Zurzeit wird „Mehr va Oqibat“ geleitet von der 23-jährigen Madina Saidkarimo`va. Sie sagt: „Der schwierigste Teil unserer Arbeit ist es, die Einstellung der Menschen zu ändern. Vor allem in den Schulen müssen wir Aufklärungsarbeit leisten. Die Kinder sollen begreifen, dass Tiere Lebewesen sind, die Schmerz empfinden.“

Die junge Usbekin erklärt in fließendem Deutsch, dass sie ihre Arbeit aus Überzeugung macht.

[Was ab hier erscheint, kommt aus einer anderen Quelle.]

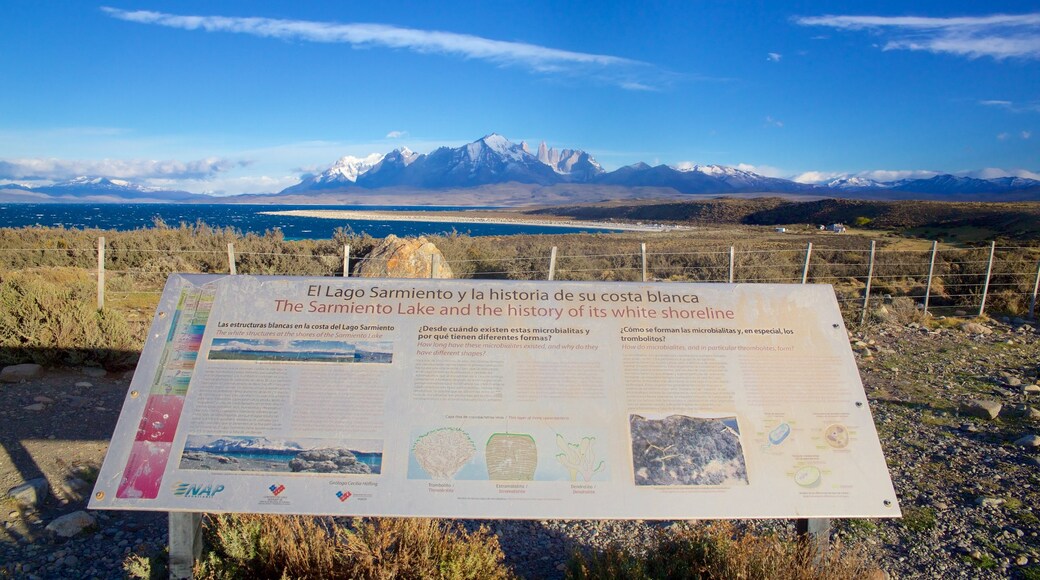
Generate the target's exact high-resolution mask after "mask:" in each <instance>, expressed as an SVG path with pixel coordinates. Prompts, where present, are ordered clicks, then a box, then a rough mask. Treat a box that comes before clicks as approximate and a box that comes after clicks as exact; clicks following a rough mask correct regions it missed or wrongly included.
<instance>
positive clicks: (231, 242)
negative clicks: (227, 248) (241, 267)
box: [228, 242, 238, 275]
mask: <svg viewBox="0 0 1040 580" xmlns="http://www.w3.org/2000/svg"><path fill="white" fill-rule="evenodd" d="M228 271H229V272H231V275H235V274H237V273H238V269H237V268H236V267H235V244H234V243H232V242H228Z"/></svg>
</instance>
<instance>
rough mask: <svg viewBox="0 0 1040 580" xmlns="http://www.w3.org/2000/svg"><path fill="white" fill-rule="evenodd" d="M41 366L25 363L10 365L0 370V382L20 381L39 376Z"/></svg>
mask: <svg viewBox="0 0 1040 580" xmlns="http://www.w3.org/2000/svg"><path fill="white" fill-rule="evenodd" d="M43 370H44V369H43V367H41V366H40V365H34V364H31V363H27V364H24V365H11V366H9V367H4V368H3V370H0V383H21V381H23V380H28V379H30V378H35V377H37V376H40V373H41V372H43Z"/></svg>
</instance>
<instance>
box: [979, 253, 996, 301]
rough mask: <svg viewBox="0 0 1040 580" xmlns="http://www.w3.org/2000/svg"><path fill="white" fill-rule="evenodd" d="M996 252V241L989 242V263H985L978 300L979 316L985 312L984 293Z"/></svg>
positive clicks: (988, 292) (984, 299) (991, 269)
mask: <svg viewBox="0 0 1040 580" xmlns="http://www.w3.org/2000/svg"><path fill="white" fill-rule="evenodd" d="M995 252H996V242H995V241H992V242H989V263H988V264H986V284H985V285H983V287H982V301H981V302H979V316H982V315H983V314H985V313H986V294H988V293H989V276H990V275H991V274H992V273H993V254H994V253H995Z"/></svg>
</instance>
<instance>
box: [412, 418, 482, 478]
mask: <svg viewBox="0 0 1040 580" xmlns="http://www.w3.org/2000/svg"><path fill="white" fill-rule="evenodd" d="M475 454H476V446H475V445H473V440H472V439H470V438H469V436H468V434H467V433H466V431H464V430H462V429H458V428H452V427H443V428H440V429H434V430H432V431H430V432H427V433H425V434H422V436H420V437H419V438H417V439H416V440H415V444H414V445H413V446H412V456H414V457H415V460H416V463H418V464H419V467H421V468H422V471H424V472H426V474H427V475H428V476H430V477H432V478H434V479H454V476H456V474H458V473H459V470H461V469H462V468H463V467H464V466H465V465H466V464H468V463H469V460H470V459H472V458H473V455H475Z"/></svg>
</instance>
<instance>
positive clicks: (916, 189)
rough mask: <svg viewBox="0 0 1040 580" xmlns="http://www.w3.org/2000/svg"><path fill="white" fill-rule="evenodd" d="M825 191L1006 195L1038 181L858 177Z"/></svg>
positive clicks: (968, 178)
mask: <svg viewBox="0 0 1040 580" xmlns="http://www.w3.org/2000/svg"><path fill="white" fill-rule="evenodd" d="M826 187H827V188H829V189H834V190H840V191H851V192H867V191H875V192H876V191H884V190H889V191H893V192H901V193H907V194H909V193H926V194H931V195H953V194H961V195H963V194H977V193H990V194H992V193H1006V192H1009V191H1018V190H1023V189H1031V188H1036V187H1040V181H1038V180H1035V179H1028V178H1020V177H1003V178H994V179H979V178H970V177H960V176H953V175H950V174H944V175H940V176H935V177H931V178H927V179H901V180H895V181H875V180H872V179H866V178H861V177H855V176H852V177H846V178H840V179H836V180H833V181H830V182H828V183H827V184H826Z"/></svg>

Sie liebt Tiere, hat aber selbst nur eine Katze, für einen Hund fehlt ihr die Zeit. Vor neun Monaten hat sie ihren Beruf in der Tourismusbranche gekündigt, um sich ganz auf die wohltätige Arbeit zu konzentrieren. Geld verdient sie keines, sie ist auf die Unterstützung ihrer Eltern angewiesen.

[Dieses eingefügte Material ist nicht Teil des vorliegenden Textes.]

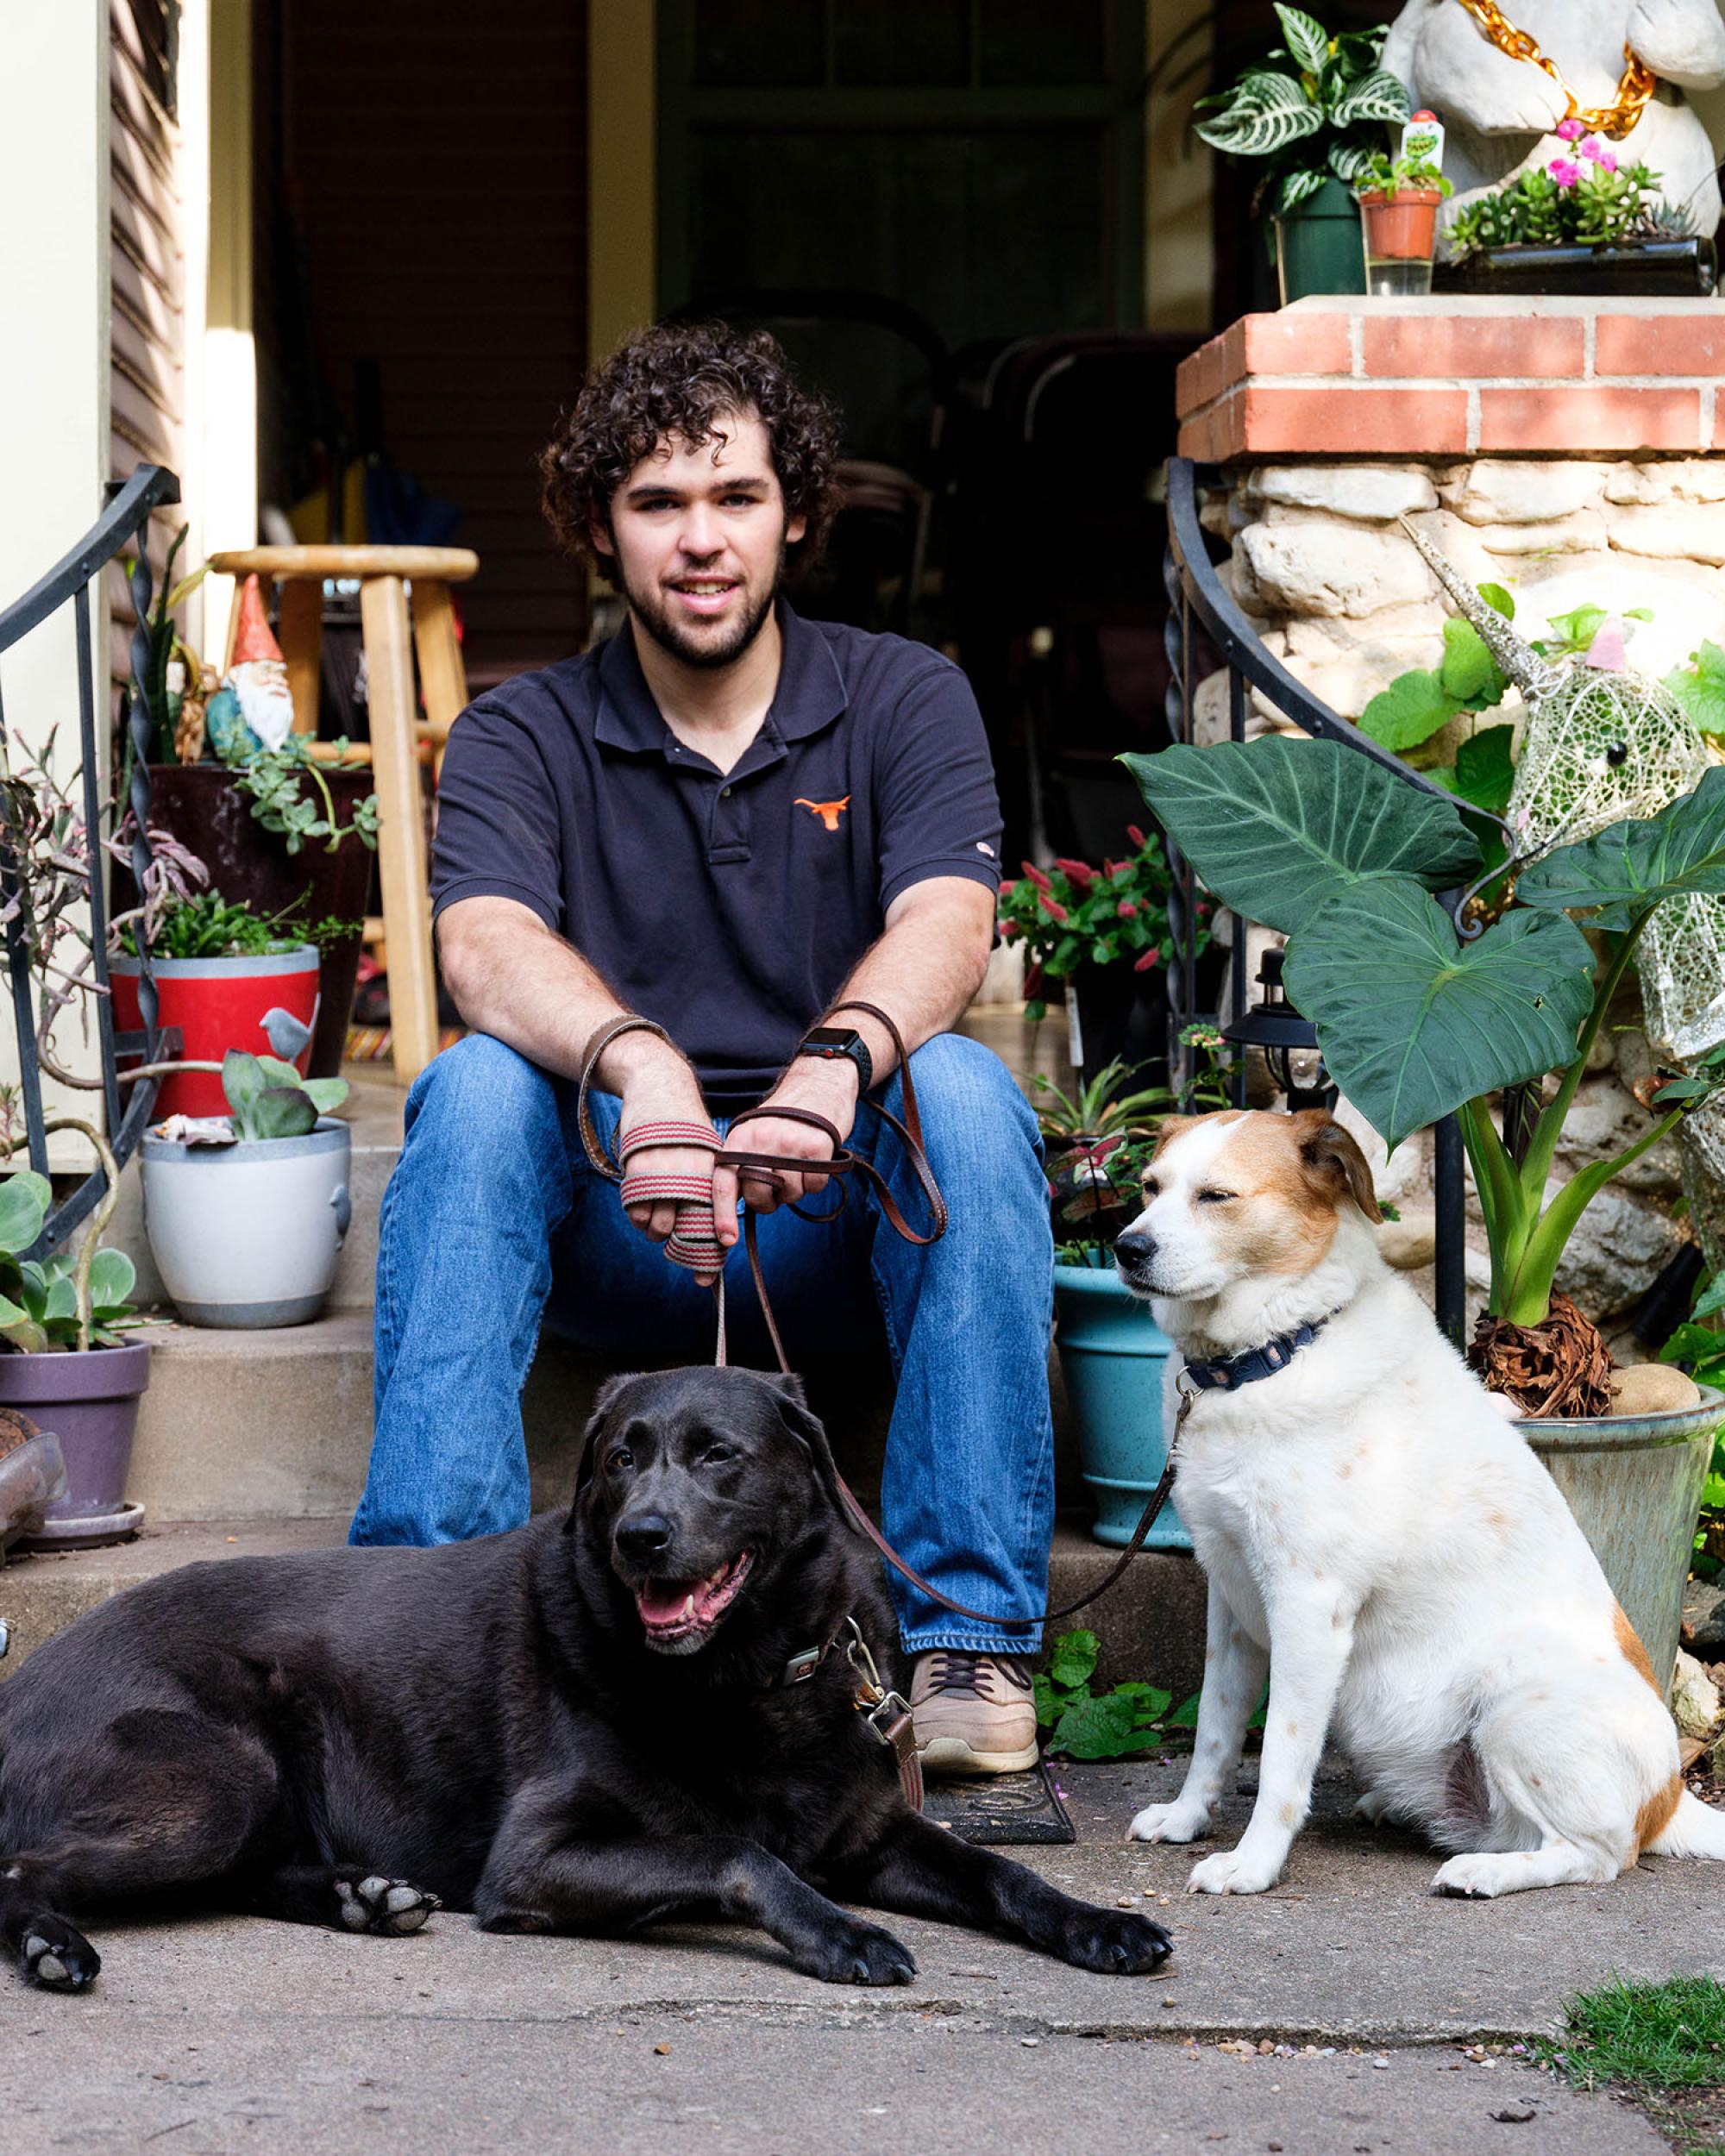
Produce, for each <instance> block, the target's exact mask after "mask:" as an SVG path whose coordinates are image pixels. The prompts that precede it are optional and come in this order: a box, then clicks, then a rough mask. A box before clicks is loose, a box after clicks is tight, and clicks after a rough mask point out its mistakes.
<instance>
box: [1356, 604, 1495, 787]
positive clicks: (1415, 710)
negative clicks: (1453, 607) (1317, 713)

Madina erklärt Theaterbesuchern die Arbeit von „Mehr va Oqibat“. Das unabhängige Ilkhom-Theater in Tashkent unterstützt die Arbeit der Organisation und hat Platz gemacht für eine Ausstellung. Viele Leute in Usbekistan haben noch nie etwas vom Tierschutz gehört.

Madina ist jeden Tag unterwegs, organisiert Ausstellungen, spricht mit den Behörden und koordiniert Hilfsaktionen. Die junge Frau hat viel Energie, die sie braucht für ihre Arbeit.  „Viele Leute wissen nicht, was eine Tierschutzorganisation macht und fordern Unmögliches“, sagt Madina, „zum Beispiel bekommen wir Anrufe von Frauen mit 20 Katzen, die wollen, dass wir für sie eine Wohnung finden. Um den Menschen zu helfen, gibt es aber genug andere Organisationen.“ Vor allem die vielen Auseinandersetzungen mit der Bevölkerung zehren an den Nerven, weshalb viele von Madinas Vorgängern ihr Amt niedergelegt haben.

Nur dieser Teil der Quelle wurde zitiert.